El brillo de una linterna extrajo de las sombras los cuadrangulares contornos de unos carros y las siluetas de unos jinetes.

– Está -dijo Czirne en voz baja-. ¡Puntual! Y donde habíamos acordado. Me gusta la gente así. Mas las apariencias pueden engañar. Armas a punto. Señor Gaetani, quedaos atrás y estad atento. Señor Nostitz, tened cuidado de vuestro pariente. Los otros conmigo. ¡Hoooo! ¡Suerte!

La linterna del que venía enfrente bailó al ritmo de los pasos del caballo. Se acercaron tres jinetes. Uno iba envuelto en un pesado manto que era tan amplio que cubría también las ancas del caballo. Iba asistido por dos ballesteros, idénticos a los de Czirna, vestidos con casco, gola metálica y brigantina.

– ¿Don Hayn von Czirne?

– ¿Don Hanusz Throst?

– Me gustan las gentes puntuales y de palabra -aspiró los mocos el hombre del manto-. Veo que nuestros amigos comunes no exageraron al dar buena opinión de vos y recomendaros. Contento estoy de veros y me alegro de vuestra colaboración. ¿Podemos irnos, imagino?
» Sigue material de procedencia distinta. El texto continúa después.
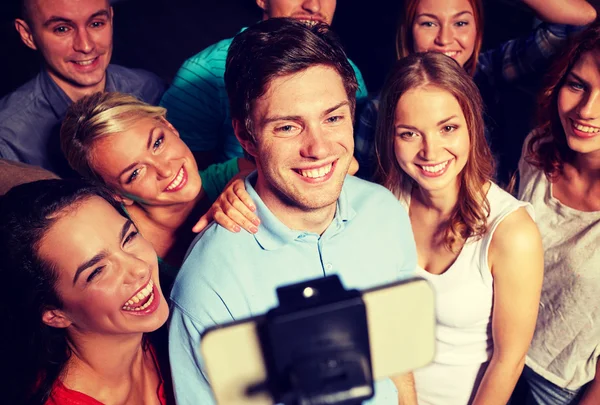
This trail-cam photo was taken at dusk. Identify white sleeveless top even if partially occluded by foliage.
[519,135,600,390]
[401,183,533,405]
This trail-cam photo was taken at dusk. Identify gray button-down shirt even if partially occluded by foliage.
[0,65,165,177]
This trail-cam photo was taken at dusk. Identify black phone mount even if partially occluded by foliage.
[259,275,374,405]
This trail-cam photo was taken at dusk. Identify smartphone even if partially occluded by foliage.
[200,279,435,405]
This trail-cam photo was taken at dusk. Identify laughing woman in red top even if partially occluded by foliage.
[0,180,174,405]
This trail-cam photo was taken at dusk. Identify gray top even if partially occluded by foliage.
[0,65,165,177]
[519,133,600,390]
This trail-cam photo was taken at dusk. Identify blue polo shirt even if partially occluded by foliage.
[160,30,367,162]
[169,173,417,405]
[0,65,166,177]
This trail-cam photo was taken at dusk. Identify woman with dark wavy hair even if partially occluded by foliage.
[519,22,600,405]
[376,52,543,405]
[0,180,174,405]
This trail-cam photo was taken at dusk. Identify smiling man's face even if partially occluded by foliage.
[16,0,112,101]
[256,0,336,25]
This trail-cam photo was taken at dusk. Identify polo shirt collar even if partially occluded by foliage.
[245,171,356,250]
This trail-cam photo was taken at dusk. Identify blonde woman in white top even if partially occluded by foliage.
[376,53,543,405]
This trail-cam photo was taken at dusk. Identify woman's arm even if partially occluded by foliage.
[192,173,260,233]
[392,373,417,405]
[579,359,600,405]
[523,0,596,26]
[473,208,544,405]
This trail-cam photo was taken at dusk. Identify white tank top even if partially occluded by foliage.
[401,183,533,405]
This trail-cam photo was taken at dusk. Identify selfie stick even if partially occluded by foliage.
[259,275,374,405]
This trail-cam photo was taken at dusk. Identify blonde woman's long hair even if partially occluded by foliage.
[375,52,494,251]
[60,92,167,183]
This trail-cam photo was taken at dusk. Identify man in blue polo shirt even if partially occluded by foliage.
[0,0,165,176]
[160,0,367,167]
[169,18,416,405]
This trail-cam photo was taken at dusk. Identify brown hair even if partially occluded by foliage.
[375,52,494,250]
[225,18,358,145]
[60,92,167,183]
[524,20,600,181]
[396,0,483,76]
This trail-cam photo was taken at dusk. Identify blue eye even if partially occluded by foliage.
[124,231,139,244]
[86,266,104,283]
[154,135,165,149]
[442,125,457,133]
[53,25,69,34]
[275,125,294,132]
[399,131,417,139]
[567,81,585,91]
[127,169,140,184]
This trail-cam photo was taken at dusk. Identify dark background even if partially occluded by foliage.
[0,0,533,97]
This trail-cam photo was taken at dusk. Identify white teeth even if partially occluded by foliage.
[299,163,333,179]
[75,59,95,66]
[167,167,184,191]
[122,280,154,311]
[300,20,319,27]
[573,122,600,134]
[419,160,450,173]
[444,51,458,58]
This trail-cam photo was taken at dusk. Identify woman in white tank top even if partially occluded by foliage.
[376,53,543,405]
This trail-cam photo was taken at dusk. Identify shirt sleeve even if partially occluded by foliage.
[478,23,581,83]
[141,73,167,105]
[0,137,19,162]
[169,225,245,405]
[395,198,417,280]
[200,158,240,204]
[354,100,377,180]
[160,55,227,152]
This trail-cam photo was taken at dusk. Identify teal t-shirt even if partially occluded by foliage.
[160,33,368,162]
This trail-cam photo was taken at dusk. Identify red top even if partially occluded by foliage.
[45,346,175,405]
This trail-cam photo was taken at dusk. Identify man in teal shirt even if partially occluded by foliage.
[160,0,367,168]
[169,18,417,405]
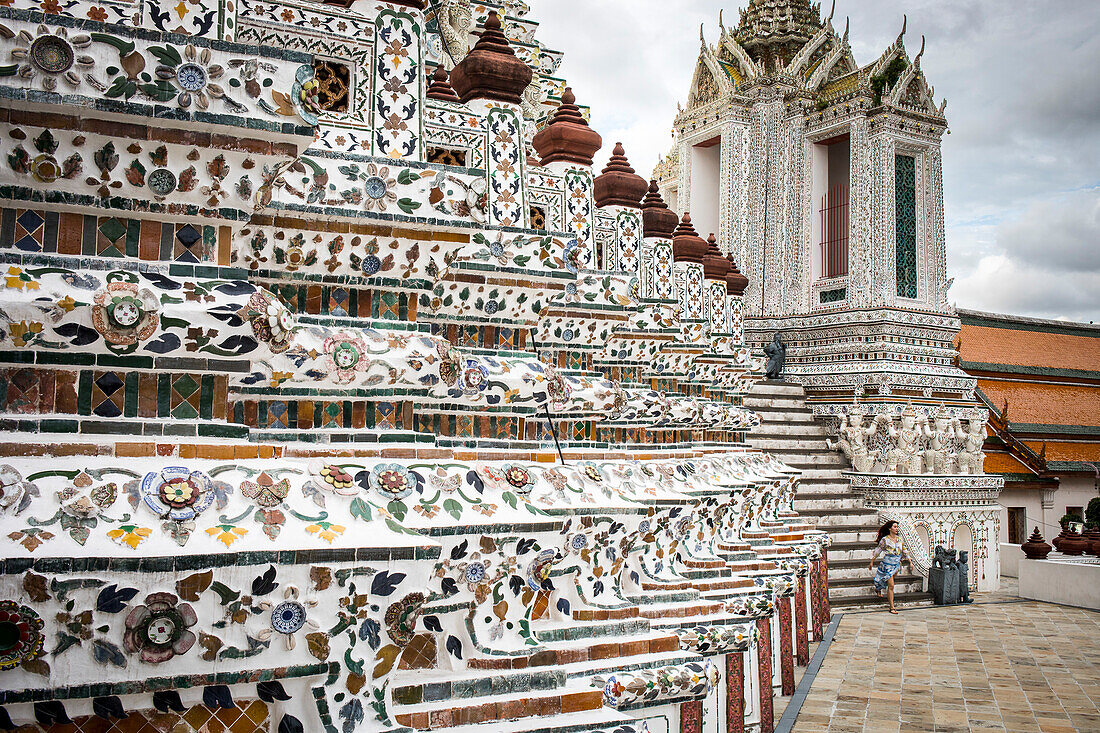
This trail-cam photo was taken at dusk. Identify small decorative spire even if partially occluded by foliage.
[531,87,604,165]
[726,254,749,297]
[672,211,706,264]
[451,10,531,105]
[641,179,680,238]
[592,143,647,209]
[703,232,729,281]
[428,64,462,102]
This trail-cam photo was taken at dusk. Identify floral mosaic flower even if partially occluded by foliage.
[504,463,535,494]
[542,364,573,409]
[360,163,397,211]
[122,592,199,664]
[0,463,39,516]
[428,466,462,494]
[57,471,119,518]
[240,291,296,353]
[459,359,488,397]
[241,471,290,508]
[11,25,96,91]
[107,524,153,549]
[256,586,321,649]
[367,463,419,500]
[542,469,569,493]
[156,43,226,109]
[527,548,561,591]
[580,462,604,483]
[306,522,348,545]
[323,332,371,384]
[91,282,160,346]
[0,601,45,669]
[312,463,359,496]
[436,341,462,386]
[385,593,428,647]
[138,466,215,522]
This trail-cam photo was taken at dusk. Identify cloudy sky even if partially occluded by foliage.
[531,0,1100,322]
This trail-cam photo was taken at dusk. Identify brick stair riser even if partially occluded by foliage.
[793,494,866,514]
[828,527,878,545]
[748,435,824,453]
[751,382,806,397]
[532,619,649,642]
[828,575,924,601]
[394,690,604,731]
[828,545,875,562]
[829,593,932,611]
[393,669,567,710]
[469,635,680,670]
[801,510,878,532]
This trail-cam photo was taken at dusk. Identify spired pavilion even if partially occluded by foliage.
[0,0,1000,733]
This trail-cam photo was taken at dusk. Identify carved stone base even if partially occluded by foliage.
[846,473,1004,591]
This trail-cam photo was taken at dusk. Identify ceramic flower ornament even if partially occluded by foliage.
[91,282,160,347]
[239,291,296,353]
[122,592,199,664]
[138,466,216,546]
[323,332,371,384]
[256,586,321,649]
[0,601,45,669]
[0,464,39,516]
[11,25,96,91]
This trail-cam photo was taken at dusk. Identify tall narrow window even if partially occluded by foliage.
[894,155,916,298]
[811,132,850,279]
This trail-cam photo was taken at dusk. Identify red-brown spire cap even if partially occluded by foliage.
[451,10,531,105]
[592,143,648,209]
[672,211,706,264]
[531,87,604,165]
[703,232,729,280]
[641,180,680,237]
[726,254,749,296]
[428,65,462,102]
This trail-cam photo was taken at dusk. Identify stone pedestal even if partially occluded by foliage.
[845,473,1004,593]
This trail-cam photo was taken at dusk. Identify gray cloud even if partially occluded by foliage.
[531,0,1100,320]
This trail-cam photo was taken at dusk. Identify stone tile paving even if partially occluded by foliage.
[793,592,1100,733]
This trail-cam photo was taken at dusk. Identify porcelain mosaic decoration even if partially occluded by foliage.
[0,0,988,733]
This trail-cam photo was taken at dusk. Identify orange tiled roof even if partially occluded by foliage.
[978,378,1100,425]
[959,322,1100,371]
[982,453,1032,473]
[1025,440,1100,462]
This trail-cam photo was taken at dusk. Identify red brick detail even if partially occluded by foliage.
[757,619,776,733]
[794,578,810,667]
[779,598,794,697]
[680,700,703,733]
[726,652,745,733]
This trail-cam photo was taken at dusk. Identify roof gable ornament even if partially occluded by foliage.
[806,18,856,91]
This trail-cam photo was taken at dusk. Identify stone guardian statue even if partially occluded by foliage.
[763,332,787,380]
[825,405,879,473]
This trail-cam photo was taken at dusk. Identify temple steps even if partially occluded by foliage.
[743,382,930,610]
[394,681,604,731]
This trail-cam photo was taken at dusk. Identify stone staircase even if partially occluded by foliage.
[744,381,932,611]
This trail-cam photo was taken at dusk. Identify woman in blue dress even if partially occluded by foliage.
[870,519,913,614]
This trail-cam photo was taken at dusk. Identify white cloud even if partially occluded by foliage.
[530,0,1100,320]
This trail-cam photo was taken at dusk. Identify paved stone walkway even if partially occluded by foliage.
[793,594,1100,733]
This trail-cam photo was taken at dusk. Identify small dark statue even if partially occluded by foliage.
[959,550,974,603]
[928,545,974,605]
[928,545,959,605]
[763,333,787,380]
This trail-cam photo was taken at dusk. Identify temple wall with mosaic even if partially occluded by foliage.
[0,0,849,733]
[653,0,1003,590]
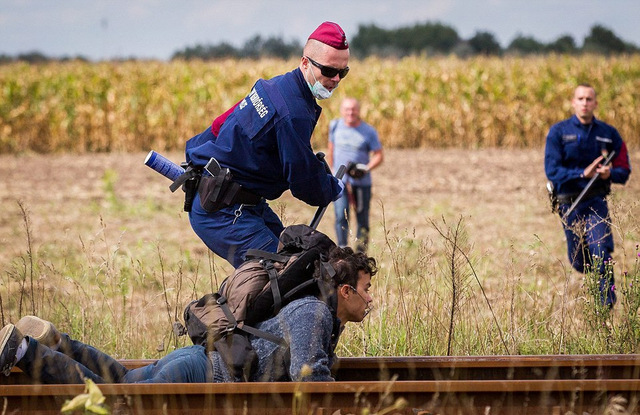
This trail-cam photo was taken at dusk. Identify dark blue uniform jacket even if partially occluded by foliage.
[186,69,341,206]
[544,115,631,195]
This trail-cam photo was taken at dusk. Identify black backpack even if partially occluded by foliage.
[172,225,336,381]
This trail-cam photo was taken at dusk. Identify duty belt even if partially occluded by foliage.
[557,189,607,205]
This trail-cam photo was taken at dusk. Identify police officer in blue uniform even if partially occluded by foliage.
[180,22,349,267]
[544,84,631,307]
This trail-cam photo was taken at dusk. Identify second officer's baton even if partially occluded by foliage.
[564,151,616,218]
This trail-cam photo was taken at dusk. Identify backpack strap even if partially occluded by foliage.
[245,249,291,263]
[260,259,282,314]
[238,324,289,348]
[214,293,289,348]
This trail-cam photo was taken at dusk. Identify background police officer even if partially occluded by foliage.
[544,84,631,307]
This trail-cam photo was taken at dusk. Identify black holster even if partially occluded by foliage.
[198,164,262,213]
[169,163,202,212]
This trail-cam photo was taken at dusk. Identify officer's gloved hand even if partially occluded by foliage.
[333,180,344,202]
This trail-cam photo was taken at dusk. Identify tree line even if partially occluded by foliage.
[172,22,640,60]
[0,22,640,63]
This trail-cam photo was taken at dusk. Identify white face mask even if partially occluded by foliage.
[307,67,337,99]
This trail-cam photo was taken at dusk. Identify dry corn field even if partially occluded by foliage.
[0,55,640,153]
[0,56,640,358]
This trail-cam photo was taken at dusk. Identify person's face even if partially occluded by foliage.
[340,99,360,127]
[571,86,598,124]
[338,271,373,324]
[302,44,349,91]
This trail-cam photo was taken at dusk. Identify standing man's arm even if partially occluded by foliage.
[610,135,631,184]
[325,140,335,170]
[367,148,384,171]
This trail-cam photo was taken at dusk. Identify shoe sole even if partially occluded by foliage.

– Mi colaboración -respondió Von Czirne- cuesta cien gúldenes. Nuestros comunes amigos no pueden no haberos informado de ello.

– Mas por supuesto no por adelantado -bufó el hombre del manto-. No creo que juzguéis, señor, que voy a entrar en ello. Soy mercader, hombre de negocios. Y en los negocios es así que primero se hace el servicio y luego llega el pago. Vuestro servicio: escoltarme sano y salvo por el Przelecz Srebrne hasta Broumovo. Lo hacéis, se os pagará. Cien gúldenes, hasta el último talero.